The National Institute for Health and Care Excellence (NICE) Recommends Use of Exact Sciences’ Oncotype DX® Test to Help Guide Chemotherapy Decisions for Node-positive Breast Cancer Patients
2024年5月10日 - 4:00PM
ビジネスワイヤ(英語)
Exact Sciences, a leading provider of cancer screening and
diagnostic tests, today announced that the UK’s National Institute
for Health and Care Excellence (NICE) has recommended the expanded
use of the Oncotype DX Breast Recurrence Score® test to more
effectively target chemotherapy treatment for women who have
hormone receptor-positive (HR+), human epidermal growth factor
receptor 2-negative (HER2-), early-stage breast cancer involving up
to three positive nodes and who have been through the menopause.
NICE confirmed that breast cancer patients who are male and trans,
non-binary or intersex may benefit from the test depending on their
hormonal profile. The recommendation has the potential to impact
more than 3000 additional breast-cancer patients in England who
will now have access to the test through the National Health
Service (NHS).1
The new guidance expands upon earlier NICE recommendations for
testing patients without lymph node involvement. Access to genomic
testing for patients with lymph node-positive breast cancer
addresses the issue of overtreatment with chemotherapy, helping
many patients to avoid treatment side effects such as nausea,
fatigue, hair loss and potentially secondary cancer. In addition,
expanded reimbursement has the potential to free up resources and
capacity within NHS breast cancer services.

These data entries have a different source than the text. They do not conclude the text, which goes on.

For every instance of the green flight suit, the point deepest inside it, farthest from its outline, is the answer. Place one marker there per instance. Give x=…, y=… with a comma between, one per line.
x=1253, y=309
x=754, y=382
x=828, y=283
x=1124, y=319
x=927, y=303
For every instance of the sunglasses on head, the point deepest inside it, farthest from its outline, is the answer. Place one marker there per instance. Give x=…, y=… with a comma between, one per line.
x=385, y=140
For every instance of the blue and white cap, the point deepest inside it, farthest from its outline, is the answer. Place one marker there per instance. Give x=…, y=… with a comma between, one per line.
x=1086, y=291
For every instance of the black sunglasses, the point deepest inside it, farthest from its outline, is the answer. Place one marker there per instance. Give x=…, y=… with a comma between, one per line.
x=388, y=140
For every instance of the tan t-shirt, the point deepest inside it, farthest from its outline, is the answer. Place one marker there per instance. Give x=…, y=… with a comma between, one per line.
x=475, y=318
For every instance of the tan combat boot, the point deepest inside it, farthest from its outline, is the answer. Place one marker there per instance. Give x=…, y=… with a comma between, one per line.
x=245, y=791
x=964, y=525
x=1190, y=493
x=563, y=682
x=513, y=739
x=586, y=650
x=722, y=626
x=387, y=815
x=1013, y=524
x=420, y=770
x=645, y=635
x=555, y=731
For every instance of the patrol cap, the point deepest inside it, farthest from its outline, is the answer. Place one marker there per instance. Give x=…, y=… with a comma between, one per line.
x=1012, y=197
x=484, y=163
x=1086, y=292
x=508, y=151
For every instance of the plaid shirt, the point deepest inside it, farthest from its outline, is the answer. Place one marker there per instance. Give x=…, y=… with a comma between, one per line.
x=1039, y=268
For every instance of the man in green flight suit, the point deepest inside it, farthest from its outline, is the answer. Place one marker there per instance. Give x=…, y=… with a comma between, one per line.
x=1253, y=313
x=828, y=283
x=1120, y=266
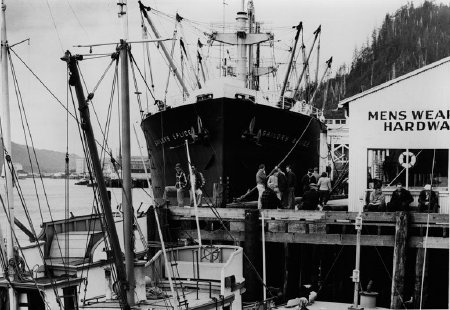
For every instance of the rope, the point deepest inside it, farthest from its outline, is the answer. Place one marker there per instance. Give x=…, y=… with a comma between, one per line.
x=426, y=234
x=144, y=80
x=27, y=214
x=54, y=25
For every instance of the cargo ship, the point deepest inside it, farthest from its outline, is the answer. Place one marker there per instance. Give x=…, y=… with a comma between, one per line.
x=231, y=125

Dr Caroline Archer, consultant medical oncologist Portsmouth
Hospital NHS Trust said: “This is a practice-changing moment
for node-positive patients and the NHS. There is an urgent need to
target chemotherapy more precisely to those most likely to benefit
from it, so that patients can avoid unnecessary side effects. The
Oncotype DX Breast Recurrence Score result enables us to do this
effectively by providing specific information about an individual’s
response to chemotherapy. This positive recommendation marks a
significant step forward in supporting equitable access to the test
across the country.”
While the majority of patients with lymph node-positive
early-stage breast cancer receive chemotherapy, research shows that
only a minority benefit from the treatment. The Oncotype DX® test
is the only test able to identify around 85% of postmenopausal
patients whose cancer outcomes are not likely improved by
chemotherapy, meaning they can avoid the risk of side
effects.2,3,4
A recent independent UK multi-centre trial led by Prof Holt
involving 680 women with lymph node-positive early breast cancer
confirmed that using the Oncotype DX test to help guide
chemotherapy treatment decisions leads to a substantial reduction
in unnecessary chemotherapy, as well as savings for the NHS.5
Prof Simon Holt, Health and Life Science, Swansea University
& Peony Breast Care Unit, Prince Philip Hospital said:
“This decision to recommend the use of the Oncotype DX test to
guide chemotherapy decisions in early node positive breast cancer
will be of great benefit to our postmenopausal patients and to the
NHS. The use of the test will reduce the suffering and
inconvenience by sparing up to 85% of people unnecessary
chemotherapy, which in turn, then reduces the care demands on
Oncology services. It also reduces significantly the cost of
treatment so that NHS resources can be redistributed to other
medical priorities.
Also, our research has shown that the use of the Oncotype DX
test means both clinicians and their patients will have much
greater confidence in their chemotherapy decisions.”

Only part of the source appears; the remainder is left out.